Several indicators I follow have flipped positive recently.
That doesn’t mean I don’t want to run right out and invest every last dollar back into this market today. Here’s why:
Financial stocks make up 20% of the S&P 500 Index. At 20%,financial stocks are the largest piece of the SP 500, one of the most widely watched “yardsticks” in the industry. Well, just this week, as a group, these financial stocks gave a relative strength SELL signal…
…for the first time in eleven YEARS.
I discussed this with friends of mine in the industry. We all agreed that after eleven years, through financial events like the implosion of Long Term Capital (hedge fund), the meltdown in the financial area from mid 1999 through early 2000, and sheer ugliness in the markets in 2001-2002, the relative strength for this group “bent” at times, but never broke.
So, I’m curious…why now?
What does the market know, that we don’t?

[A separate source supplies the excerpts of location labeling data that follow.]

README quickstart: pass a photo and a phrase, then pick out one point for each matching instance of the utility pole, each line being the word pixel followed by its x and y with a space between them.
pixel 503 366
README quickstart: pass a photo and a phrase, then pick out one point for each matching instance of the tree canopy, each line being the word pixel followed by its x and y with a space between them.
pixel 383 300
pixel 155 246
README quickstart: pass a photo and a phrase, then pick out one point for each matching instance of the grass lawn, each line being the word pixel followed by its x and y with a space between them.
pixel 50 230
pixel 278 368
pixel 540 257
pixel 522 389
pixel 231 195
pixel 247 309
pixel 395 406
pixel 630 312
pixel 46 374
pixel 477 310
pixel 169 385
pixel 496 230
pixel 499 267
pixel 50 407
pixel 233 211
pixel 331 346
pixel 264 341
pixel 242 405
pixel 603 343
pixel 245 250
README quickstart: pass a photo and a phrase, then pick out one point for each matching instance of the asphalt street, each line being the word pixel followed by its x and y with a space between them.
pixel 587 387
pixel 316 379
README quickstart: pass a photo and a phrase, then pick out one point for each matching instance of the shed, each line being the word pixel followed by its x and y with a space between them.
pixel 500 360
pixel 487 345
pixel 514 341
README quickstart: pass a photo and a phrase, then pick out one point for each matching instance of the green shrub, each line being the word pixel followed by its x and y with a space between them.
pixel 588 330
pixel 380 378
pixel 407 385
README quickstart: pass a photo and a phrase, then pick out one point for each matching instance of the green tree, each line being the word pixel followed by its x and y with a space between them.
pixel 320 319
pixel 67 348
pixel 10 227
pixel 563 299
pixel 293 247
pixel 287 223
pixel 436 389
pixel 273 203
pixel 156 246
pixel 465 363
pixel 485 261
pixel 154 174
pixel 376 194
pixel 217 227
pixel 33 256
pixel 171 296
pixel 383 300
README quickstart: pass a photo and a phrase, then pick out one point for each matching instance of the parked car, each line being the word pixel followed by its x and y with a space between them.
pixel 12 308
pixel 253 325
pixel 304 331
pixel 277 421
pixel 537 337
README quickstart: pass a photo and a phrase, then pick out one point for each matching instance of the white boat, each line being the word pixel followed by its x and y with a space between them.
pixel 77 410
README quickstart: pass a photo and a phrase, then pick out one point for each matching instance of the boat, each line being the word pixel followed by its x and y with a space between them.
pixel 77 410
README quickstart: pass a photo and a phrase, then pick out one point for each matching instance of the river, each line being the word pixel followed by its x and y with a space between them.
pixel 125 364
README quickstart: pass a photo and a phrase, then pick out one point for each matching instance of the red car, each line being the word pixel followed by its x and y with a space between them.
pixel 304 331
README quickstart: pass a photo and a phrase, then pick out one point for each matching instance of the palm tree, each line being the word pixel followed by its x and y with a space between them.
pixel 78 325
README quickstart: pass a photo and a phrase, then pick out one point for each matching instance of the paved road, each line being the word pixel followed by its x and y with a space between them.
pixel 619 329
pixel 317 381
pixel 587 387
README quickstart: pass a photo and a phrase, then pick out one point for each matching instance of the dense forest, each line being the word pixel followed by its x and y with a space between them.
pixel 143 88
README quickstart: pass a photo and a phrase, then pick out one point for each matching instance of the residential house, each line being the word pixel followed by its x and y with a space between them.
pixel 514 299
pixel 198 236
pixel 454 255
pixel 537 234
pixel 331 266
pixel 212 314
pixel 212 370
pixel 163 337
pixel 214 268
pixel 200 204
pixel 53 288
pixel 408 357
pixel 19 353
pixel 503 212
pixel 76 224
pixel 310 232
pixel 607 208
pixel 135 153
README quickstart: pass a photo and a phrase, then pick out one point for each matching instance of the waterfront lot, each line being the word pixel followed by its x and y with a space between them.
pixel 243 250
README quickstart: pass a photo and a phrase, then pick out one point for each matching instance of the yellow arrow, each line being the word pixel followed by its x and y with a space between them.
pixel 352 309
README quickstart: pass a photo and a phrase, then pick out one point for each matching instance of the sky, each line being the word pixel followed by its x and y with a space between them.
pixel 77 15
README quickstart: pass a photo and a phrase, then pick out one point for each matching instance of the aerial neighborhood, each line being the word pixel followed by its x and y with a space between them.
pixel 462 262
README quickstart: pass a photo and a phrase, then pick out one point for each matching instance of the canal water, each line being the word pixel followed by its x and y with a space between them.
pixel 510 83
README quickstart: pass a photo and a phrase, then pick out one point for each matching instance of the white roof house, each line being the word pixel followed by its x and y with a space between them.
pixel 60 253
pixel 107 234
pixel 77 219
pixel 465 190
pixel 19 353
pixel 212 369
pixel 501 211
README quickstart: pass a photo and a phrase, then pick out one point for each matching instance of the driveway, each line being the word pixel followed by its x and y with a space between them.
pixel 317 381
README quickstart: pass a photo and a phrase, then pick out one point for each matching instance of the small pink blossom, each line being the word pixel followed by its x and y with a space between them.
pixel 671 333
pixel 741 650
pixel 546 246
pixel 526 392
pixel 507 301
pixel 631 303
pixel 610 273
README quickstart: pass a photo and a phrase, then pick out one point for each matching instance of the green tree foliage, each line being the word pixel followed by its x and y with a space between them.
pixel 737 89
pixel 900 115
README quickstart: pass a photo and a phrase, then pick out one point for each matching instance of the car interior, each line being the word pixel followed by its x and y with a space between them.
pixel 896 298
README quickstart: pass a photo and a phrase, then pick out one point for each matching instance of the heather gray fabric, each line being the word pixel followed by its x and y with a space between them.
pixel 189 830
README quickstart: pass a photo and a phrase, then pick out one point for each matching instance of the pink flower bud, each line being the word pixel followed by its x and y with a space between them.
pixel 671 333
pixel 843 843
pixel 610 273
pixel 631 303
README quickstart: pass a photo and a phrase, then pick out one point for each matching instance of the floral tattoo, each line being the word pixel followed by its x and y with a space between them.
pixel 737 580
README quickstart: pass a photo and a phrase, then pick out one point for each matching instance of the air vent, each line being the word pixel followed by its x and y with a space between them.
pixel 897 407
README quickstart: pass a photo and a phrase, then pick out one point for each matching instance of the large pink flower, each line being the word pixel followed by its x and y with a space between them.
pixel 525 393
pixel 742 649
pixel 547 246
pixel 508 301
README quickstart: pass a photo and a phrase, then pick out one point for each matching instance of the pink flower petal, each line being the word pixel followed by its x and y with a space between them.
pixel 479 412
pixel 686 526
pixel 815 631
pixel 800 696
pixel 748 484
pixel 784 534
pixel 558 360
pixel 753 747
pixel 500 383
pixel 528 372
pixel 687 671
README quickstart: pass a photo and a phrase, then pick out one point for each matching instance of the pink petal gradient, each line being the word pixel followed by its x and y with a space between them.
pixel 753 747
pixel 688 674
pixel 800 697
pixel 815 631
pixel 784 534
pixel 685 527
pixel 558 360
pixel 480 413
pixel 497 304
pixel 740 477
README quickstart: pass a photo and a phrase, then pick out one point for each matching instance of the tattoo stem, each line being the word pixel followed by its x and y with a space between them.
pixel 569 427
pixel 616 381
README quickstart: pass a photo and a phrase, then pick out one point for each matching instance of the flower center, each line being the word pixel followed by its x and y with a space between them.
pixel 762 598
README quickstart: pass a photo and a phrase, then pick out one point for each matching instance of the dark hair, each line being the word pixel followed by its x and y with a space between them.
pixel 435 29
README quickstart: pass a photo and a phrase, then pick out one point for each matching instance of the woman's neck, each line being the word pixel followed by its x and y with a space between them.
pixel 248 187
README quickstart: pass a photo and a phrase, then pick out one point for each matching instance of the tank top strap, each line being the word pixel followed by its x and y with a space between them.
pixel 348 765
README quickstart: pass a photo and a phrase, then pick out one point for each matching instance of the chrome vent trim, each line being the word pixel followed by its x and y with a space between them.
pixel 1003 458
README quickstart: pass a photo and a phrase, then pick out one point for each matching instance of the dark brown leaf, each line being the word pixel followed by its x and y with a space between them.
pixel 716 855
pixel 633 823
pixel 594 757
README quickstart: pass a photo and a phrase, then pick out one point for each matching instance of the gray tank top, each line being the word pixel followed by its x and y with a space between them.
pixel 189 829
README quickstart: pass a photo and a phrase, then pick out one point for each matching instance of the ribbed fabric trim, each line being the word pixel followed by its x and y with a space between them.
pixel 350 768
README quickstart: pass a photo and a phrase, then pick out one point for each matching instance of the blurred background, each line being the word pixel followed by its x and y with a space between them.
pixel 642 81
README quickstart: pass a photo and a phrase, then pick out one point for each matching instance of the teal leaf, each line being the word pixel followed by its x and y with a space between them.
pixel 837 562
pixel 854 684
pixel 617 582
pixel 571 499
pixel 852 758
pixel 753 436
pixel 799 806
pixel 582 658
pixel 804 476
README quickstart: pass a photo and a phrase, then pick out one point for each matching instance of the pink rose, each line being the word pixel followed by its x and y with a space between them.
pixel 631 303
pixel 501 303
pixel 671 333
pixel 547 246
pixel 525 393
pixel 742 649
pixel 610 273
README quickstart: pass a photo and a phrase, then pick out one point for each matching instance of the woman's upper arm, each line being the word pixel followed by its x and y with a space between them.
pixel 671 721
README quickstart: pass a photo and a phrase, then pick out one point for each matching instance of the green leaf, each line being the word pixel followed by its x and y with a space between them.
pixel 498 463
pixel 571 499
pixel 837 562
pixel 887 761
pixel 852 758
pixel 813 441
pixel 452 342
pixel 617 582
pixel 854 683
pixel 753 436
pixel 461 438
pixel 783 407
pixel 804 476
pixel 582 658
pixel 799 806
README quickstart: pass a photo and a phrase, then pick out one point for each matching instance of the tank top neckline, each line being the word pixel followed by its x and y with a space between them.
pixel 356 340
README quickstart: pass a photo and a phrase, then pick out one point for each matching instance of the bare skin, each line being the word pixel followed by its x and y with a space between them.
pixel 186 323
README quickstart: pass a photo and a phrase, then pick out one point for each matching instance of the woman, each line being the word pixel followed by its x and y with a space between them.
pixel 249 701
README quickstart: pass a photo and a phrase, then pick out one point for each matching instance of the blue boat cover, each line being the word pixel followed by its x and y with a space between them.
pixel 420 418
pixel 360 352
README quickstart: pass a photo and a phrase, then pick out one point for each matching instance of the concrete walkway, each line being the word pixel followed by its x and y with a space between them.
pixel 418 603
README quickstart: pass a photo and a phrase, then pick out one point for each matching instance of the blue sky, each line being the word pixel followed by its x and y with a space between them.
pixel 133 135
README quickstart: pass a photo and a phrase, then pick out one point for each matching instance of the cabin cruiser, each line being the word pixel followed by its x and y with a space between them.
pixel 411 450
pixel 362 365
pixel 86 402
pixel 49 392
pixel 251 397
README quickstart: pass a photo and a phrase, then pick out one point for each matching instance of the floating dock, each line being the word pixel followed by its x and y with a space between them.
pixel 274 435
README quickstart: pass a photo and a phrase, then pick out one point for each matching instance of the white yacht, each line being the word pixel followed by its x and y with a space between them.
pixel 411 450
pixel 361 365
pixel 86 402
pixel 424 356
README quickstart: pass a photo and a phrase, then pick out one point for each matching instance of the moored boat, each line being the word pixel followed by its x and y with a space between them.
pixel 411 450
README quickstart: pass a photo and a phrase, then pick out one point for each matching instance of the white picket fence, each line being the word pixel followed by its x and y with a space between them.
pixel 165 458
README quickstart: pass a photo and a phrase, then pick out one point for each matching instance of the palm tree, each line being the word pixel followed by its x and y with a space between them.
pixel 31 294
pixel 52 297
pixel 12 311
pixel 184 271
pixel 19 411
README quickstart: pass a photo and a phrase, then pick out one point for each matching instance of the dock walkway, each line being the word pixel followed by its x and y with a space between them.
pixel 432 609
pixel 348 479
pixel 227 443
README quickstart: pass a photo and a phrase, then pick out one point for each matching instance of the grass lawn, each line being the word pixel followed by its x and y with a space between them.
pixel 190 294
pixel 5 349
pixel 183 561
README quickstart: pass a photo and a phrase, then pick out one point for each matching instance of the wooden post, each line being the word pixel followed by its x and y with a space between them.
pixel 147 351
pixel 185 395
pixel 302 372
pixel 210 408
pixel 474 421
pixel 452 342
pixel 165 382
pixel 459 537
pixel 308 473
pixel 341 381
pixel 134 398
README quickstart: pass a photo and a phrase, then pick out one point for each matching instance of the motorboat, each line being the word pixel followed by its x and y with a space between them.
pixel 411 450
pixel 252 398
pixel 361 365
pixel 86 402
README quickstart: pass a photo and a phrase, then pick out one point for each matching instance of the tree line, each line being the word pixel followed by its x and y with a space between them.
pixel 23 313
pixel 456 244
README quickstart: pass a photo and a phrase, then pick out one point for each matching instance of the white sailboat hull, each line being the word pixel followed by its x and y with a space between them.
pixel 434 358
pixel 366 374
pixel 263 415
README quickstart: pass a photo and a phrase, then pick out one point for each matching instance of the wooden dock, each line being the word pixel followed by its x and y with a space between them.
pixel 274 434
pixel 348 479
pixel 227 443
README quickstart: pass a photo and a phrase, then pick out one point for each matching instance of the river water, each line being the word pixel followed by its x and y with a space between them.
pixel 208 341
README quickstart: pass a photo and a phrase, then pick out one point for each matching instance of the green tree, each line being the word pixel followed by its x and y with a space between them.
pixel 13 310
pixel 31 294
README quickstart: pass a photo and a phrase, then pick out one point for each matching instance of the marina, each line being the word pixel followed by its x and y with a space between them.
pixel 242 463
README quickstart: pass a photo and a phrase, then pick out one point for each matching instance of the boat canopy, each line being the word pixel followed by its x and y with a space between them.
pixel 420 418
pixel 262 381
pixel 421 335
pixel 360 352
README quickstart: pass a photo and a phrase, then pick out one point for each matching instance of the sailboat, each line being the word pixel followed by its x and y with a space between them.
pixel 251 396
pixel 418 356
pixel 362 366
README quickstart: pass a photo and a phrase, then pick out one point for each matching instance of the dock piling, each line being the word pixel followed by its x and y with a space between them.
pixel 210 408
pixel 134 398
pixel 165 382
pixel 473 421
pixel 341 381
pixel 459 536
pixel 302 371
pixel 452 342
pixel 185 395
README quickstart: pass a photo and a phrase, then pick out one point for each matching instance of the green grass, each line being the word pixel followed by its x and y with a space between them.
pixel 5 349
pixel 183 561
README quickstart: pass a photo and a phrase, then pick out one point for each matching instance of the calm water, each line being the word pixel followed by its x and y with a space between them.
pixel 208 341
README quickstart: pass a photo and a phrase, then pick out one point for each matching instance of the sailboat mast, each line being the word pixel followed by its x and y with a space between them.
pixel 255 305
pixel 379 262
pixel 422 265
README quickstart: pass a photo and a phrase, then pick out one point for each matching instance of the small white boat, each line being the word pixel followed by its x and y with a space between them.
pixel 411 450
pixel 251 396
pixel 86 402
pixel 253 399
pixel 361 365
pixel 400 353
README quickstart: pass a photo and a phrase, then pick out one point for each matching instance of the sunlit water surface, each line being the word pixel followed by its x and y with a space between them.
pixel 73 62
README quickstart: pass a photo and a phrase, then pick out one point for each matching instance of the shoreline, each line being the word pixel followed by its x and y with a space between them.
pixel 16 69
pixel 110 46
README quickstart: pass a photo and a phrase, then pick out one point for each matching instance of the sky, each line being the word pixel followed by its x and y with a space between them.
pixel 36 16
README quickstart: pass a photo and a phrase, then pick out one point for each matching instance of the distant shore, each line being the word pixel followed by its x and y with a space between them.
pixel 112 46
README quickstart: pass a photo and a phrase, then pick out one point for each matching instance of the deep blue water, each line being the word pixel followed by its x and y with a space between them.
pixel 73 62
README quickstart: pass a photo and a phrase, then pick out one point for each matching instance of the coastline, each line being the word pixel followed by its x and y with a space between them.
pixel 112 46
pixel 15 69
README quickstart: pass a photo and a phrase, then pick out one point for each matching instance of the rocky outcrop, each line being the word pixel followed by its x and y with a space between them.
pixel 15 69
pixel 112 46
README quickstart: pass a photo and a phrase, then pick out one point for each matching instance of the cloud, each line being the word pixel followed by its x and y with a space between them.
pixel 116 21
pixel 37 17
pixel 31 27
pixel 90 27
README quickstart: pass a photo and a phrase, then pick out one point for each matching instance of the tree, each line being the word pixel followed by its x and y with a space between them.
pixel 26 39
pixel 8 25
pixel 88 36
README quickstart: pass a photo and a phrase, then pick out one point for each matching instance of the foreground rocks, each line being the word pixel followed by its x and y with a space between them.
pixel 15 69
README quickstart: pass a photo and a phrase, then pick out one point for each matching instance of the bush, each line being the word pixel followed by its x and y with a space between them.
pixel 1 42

Anyway, this reversal up in the market is positive…BUT…it does come with some strings attached. Those “strings” are that the indicators are at really high levels, so the risk remains ultra-high. It would not be a big surprise to see us flip back to a negative trend quickly.
At times like this, the market will generally NOT bail us out of mistakes.
So, sector rotation and picking the right stocks remains really important now. Again, I don’t want to run right out and invest our last dollar back into this market today.
For now, we’ll stay away from adding to Building stocks,Gaming stocks, Banks, Savings, Loans, and the Wall Street stocks. The commodities (and once again), oil, are where we really want to focus now.